ALLENTOWN, Pa. — Afghanistan’s former Minister of Education, Rangina Hamidi, will visit Muhlenberg College’s Seegers Union Sunday afternoon. The writer and women’s rights activist is slated to give a public lecture about education in Afghanistan.

  • Muhlenberg College will host former Afghan education minister Rangina Hamidi Sunday
  • Hamidi will deliver this year’s Wallenberg Tribute Lecture, “Schools and Madrasas: The battle for education in Afghanistan”
  • The public lecture starts at 3:30 p.m. Sunday, Nov. 13, at the college’s Seegers Union

Hamidi is currently a professor of practice at Arizona State University’s Thunderbird School of Global Management. She served as Afghanistan’s minister of education from June 2020 to August 2021.
Hamidi is this year’s Wallenberg Tribute speaker, an invitation extended each year by Muhlenberg’s Institute for Religious and Cultural Understanding to someone who has “demonstrated courageous moral action on the behalf of others,” according to the university.

The annual lecture is held in honor of Raoul Wallenberg, a Swedish diplomat who worked in Hungary during World War II and is credited with saving thousands of Jews from deportation to Nazi death camps.

The lecture will be followed by an invitation-only dinner to raise funds for the Institute.

Born in Kandahar, Afghanistan, Haimidi emigrated to neighboring Pakistan in 1981 to flee the Soviet invasion. She arrived in the United States in 1988.

She moved back to Kandahar in 2003, hoping to help develop her country in the wake of the Sept. 11, 2001 attacks and the subsequent American invasion. She started a women-owned-and-operated embroidery business focused on giving Afghan women the skills and resources to be more self-sufficient.

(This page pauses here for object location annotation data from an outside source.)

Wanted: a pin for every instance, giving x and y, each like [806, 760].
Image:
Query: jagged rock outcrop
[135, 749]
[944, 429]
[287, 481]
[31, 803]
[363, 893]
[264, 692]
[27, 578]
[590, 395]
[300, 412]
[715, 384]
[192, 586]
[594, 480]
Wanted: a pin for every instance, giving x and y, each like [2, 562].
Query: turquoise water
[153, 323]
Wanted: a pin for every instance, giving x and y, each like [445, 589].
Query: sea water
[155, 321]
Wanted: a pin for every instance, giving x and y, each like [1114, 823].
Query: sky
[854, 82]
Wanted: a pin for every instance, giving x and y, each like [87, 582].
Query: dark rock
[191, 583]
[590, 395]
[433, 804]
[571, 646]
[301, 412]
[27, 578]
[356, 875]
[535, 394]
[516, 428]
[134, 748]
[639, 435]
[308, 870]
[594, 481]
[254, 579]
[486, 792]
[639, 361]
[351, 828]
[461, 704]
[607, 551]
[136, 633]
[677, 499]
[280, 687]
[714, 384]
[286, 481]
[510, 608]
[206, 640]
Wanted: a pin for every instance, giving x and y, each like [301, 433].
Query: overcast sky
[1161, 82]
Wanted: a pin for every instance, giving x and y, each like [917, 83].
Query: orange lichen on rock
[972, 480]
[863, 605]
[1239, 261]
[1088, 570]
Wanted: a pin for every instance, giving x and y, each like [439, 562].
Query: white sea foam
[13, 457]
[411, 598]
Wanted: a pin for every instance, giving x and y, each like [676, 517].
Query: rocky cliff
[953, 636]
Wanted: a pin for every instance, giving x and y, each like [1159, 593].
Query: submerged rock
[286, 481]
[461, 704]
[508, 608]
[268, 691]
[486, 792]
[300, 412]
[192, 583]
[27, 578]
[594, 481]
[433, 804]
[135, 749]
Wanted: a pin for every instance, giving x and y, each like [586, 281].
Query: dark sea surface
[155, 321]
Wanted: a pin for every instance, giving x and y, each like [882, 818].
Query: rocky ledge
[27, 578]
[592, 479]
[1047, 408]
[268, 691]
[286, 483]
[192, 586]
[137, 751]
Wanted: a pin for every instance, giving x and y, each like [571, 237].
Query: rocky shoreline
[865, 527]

Encouraged by a friend, she later served as the first principal of the co-ed Mezan International School in Kabul.

Haimidi told the New York Times she thinks the school’s success is why Afghan President Ashraf Ghani appointed her acting head of the Ministry of Education in 2020.

After Kabul fell to the Taliban in August 2021, Haimidi fled Afghanistan once again on a government evacuation flight to return to the United States.